School leavers survey to help development agencies plan for the future
08 July 2003

Thousands of people from across the Western Isles who have left school in the last ten years are to be contacted in a major survey to find out what they did next.

Questionnaires will be going out to the last known addresses of the former pupils, taken from Careers Scotland records, and the survey organisers are hoping for help from their families and the public in general to make sure as many of them as possible reach the people intended.
 
The aim of the survey is to gather information about the career, work and training choices which people have made so that public agencies can develop improvements in the opportunities for people to live and work on the Western Isles.
 
The survey asks a range of questions about what education and training people have undergone after school and where they chose to go to do this.  It also looks at the reasons why people made their various choices and, for those now living off the Islands, it asks for the reasons they ended up living away and what would entice them to come back.

Those living away are also offered the chance to receive a regular e-mail newsletter giving details of social and economic developments on the Islands.

The survey is taking place over the next two months and has been commissioned by Western Isles Enterprise (WIE). The project, covering the years1993-2003, is being organised by a local trainee careers advisor Jane Smith, from Upper Shader, Barvas. She has a range of experience as a youth worker and training in career guidance, health promotion and sociology. WIE's skills development team in collaboration with Careers Scotland is managing the project.
 
This School Leavers Destinations survey will build on work undertaken by the Western Isles Education Business Partnership in the early 1990's.  In 1992 - in a project funded by WIE - the Education Business Partnership sent out a survey to school leavers on the Western Isles from four chosen years in the previous 13.  Around 1360 responses were received to almost 3,400 requests for information and showed around 53 per cent of those responding from off the Islands would like to return if the right opportunities arose. The percentage was higher for younger age groups.
 
In a development from this, the following year a database of around 900 people interested in jobs on the Islands was compiled to enable them to be put in contact with local employers.
 
The new survey also follows concern about the decline in population on the Islands, which is part of a pattern common to much of rural Europe, but has raised concerns about the maintenance of healthcare, education and other services and the long-term economic viability of the Islands.
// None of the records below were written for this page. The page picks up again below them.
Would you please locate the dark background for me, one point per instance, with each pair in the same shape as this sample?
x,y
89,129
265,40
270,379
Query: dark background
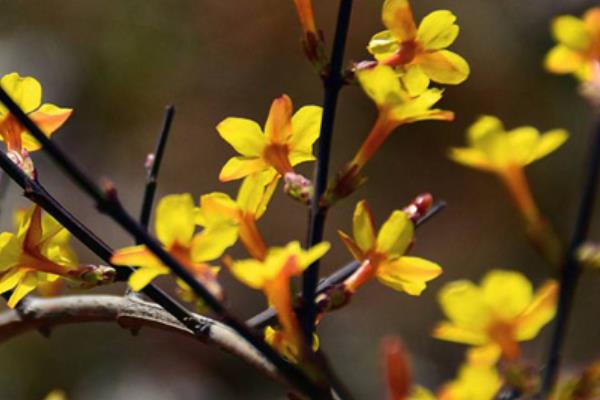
x,y
118,63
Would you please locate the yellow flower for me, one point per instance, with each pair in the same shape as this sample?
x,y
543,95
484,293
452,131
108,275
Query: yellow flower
x,y
37,254
496,315
419,53
578,45
492,148
474,382
272,276
396,107
287,140
27,93
222,215
175,226
382,253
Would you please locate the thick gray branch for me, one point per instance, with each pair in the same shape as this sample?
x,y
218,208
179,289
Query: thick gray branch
x,y
43,314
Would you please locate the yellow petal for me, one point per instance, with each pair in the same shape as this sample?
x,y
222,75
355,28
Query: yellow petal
x,y
540,311
464,304
383,44
562,60
10,279
351,245
438,30
306,126
444,66
363,226
470,157
507,293
459,334
397,17
278,128
408,274
381,84
211,243
175,216
135,255
395,234
549,142
141,277
239,167
571,32
25,91
25,286
415,80
249,272
244,135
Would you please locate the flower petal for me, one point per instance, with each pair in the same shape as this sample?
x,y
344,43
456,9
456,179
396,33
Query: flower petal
x,y
571,32
540,311
306,126
397,17
25,91
363,227
395,234
174,222
278,128
239,167
444,66
244,135
507,293
438,30
408,274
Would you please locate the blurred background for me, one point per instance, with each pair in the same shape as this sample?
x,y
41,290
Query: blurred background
x,y
118,63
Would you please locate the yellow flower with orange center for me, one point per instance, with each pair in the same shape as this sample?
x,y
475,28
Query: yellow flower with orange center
x,y
578,47
286,141
38,254
496,315
419,53
175,228
382,253
27,93
272,275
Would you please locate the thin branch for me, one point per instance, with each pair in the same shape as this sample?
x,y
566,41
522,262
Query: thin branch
x,y
155,160
269,316
333,83
43,314
108,203
571,268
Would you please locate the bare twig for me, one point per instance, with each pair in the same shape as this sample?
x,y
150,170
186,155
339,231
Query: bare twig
x,y
333,83
108,203
571,268
43,314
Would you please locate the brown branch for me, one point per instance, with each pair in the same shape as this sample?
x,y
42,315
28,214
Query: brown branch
x,y
43,314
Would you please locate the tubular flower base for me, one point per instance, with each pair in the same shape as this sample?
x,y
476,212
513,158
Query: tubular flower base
x,y
419,54
37,255
382,253
496,315
272,276
578,47
175,228
287,140
396,107
27,93
222,216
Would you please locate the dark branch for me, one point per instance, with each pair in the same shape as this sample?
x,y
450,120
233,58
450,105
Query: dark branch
x,y
268,316
155,163
571,268
107,203
333,84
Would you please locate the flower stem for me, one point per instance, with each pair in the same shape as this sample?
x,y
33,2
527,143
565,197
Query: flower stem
x,y
333,83
571,268
108,203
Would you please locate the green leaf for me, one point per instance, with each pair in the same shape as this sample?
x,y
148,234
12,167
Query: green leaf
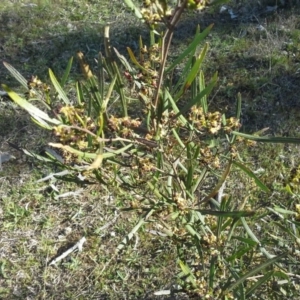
x,y
130,235
254,271
191,48
19,77
265,139
134,60
260,282
132,7
251,175
203,93
193,73
35,112
228,214
187,272
67,72
58,88
89,155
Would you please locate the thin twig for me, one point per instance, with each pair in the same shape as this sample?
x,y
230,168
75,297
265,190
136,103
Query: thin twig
x,y
78,246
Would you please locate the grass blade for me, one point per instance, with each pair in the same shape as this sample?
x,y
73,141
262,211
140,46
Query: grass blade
x,y
67,72
58,88
16,75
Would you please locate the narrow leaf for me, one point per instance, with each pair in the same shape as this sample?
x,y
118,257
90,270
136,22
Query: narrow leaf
x,y
58,88
19,77
251,175
198,38
31,109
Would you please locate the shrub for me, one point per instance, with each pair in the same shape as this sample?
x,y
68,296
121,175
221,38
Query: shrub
x,y
171,154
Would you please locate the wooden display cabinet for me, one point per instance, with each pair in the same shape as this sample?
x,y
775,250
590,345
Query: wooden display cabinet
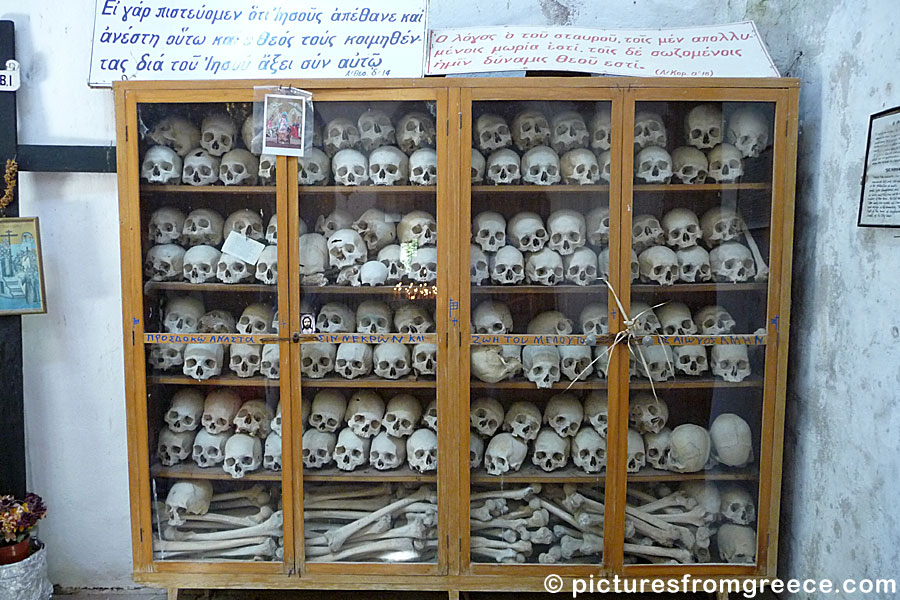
x,y
582,520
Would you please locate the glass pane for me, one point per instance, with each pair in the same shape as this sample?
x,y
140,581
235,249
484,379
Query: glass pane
x,y
538,402
213,405
701,228
368,266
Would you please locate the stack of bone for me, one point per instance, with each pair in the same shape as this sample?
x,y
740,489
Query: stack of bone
x,y
220,431
367,432
571,430
197,523
384,523
556,524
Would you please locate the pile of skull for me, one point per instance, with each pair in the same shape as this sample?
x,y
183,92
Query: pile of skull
x,y
366,431
197,523
686,449
187,248
746,135
564,523
368,250
221,430
186,314
387,522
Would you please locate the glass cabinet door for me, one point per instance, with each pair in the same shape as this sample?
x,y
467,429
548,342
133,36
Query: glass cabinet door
x,y
701,223
210,330
371,280
538,247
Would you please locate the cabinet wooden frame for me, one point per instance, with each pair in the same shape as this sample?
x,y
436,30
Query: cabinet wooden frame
x,y
453,570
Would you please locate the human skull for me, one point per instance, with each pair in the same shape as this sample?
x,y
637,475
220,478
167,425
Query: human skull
x,y
637,456
351,450
659,265
653,165
748,130
203,226
492,318
209,449
730,362
564,414
318,448
589,451
732,262
691,359
689,165
656,445
421,450
162,165
541,166
182,315
350,167
388,165
387,452
218,133
418,226
415,131
243,454
568,131
544,267
646,231
714,320
551,451
200,264
703,126
423,167
503,167
317,359
530,129
649,130
254,418
541,364
202,361
272,452
166,225
689,448
164,262
410,319
725,164
579,167
732,441
486,415
185,411
504,454
177,133
424,357
244,359
314,168
375,130
581,267
340,134
526,232
353,360
267,266
693,265
647,414
327,411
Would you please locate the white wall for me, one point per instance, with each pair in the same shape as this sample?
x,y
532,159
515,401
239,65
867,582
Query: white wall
x,y
840,487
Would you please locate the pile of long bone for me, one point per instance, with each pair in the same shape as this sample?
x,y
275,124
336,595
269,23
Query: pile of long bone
x,y
555,524
195,523
370,523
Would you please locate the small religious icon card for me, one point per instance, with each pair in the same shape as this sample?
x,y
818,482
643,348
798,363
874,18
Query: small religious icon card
x,y
21,267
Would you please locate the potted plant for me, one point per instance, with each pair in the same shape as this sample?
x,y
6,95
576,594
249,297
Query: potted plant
x,y
17,519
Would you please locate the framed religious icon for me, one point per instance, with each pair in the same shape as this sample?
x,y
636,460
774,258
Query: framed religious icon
x,y
21,267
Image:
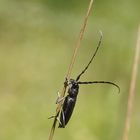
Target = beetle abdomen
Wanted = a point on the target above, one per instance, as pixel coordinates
(67, 110)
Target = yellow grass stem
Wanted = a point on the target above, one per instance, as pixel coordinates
(132, 89)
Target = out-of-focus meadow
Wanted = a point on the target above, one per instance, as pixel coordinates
(37, 39)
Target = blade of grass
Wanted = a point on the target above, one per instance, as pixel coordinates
(78, 44)
(132, 89)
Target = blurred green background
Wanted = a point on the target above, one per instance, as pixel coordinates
(35, 37)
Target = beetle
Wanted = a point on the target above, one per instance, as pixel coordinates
(73, 88)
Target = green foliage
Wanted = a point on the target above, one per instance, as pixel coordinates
(35, 37)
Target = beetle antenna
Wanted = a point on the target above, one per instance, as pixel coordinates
(99, 43)
(103, 82)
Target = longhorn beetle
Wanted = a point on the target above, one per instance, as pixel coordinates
(73, 89)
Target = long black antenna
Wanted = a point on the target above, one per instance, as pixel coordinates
(103, 82)
(99, 43)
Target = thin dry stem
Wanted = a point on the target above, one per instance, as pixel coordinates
(132, 89)
(78, 44)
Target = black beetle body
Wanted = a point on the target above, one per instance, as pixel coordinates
(69, 103)
(73, 89)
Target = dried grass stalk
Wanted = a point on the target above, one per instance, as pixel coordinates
(78, 44)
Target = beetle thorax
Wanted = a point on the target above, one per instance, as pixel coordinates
(73, 88)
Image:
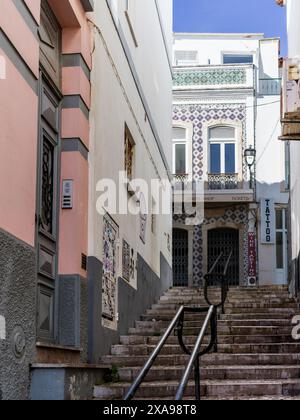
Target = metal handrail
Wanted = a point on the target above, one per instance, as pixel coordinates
(194, 361)
(145, 370)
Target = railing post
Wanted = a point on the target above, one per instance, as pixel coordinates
(215, 330)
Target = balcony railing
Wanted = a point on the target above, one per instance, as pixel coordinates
(181, 177)
(202, 77)
(223, 182)
(269, 87)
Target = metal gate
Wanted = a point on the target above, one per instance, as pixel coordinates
(225, 240)
(180, 258)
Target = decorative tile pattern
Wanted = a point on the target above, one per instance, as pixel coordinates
(126, 261)
(109, 282)
(198, 115)
(210, 77)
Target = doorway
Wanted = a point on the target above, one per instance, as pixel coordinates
(225, 240)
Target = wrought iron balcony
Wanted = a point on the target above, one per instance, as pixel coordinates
(269, 87)
(223, 182)
(181, 177)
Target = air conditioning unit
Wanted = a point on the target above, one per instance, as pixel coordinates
(252, 281)
(291, 85)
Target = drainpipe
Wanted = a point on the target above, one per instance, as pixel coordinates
(255, 92)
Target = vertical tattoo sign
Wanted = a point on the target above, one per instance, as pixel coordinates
(267, 221)
(251, 255)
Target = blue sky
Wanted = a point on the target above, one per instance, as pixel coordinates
(262, 16)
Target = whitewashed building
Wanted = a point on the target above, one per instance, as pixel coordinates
(226, 103)
(130, 255)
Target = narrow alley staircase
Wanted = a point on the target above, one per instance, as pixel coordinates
(257, 358)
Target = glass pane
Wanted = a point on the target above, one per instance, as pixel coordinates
(179, 133)
(222, 133)
(180, 162)
(215, 158)
(47, 186)
(279, 219)
(45, 311)
(230, 158)
(238, 59)
(279, 250)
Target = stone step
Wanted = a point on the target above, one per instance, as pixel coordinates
(169, 349)
(227, 327)
(245, 305)
(237, 315)
(288, 316)
(175, 373)
(215, 359)
(222, 339)
(280, 388)
(230, 298)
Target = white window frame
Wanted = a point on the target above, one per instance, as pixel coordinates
(223, 142)
(186, 63)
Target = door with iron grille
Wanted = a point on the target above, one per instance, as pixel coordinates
(180, 258)
(48, 163)
(225, 240)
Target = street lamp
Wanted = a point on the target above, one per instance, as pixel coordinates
(250, 155)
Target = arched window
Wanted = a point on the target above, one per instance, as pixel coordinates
(222, 150)
(180, 154)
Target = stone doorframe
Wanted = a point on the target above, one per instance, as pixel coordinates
(190, 230)
(224, 225)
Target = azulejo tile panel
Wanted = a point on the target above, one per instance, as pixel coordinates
(198, 114)
(209, 77)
The findings of the new survey will be widely publicised and used to develop an action plan for the Islands which ensures that trends and issues are correctly identified.
 
Donnie Macaulay, chief executive of WIE, said: "The information will be of immense value to local development agencies in forward planning for development activity.
 
"In years to come, attracting more people to the Western Isles will have a positive impact on future inward investment, business start-ups, and company survival rates."
 
Mr. Macaulay said it was very important that as many former school-leavers as possible responded to the survey over the next few weeks.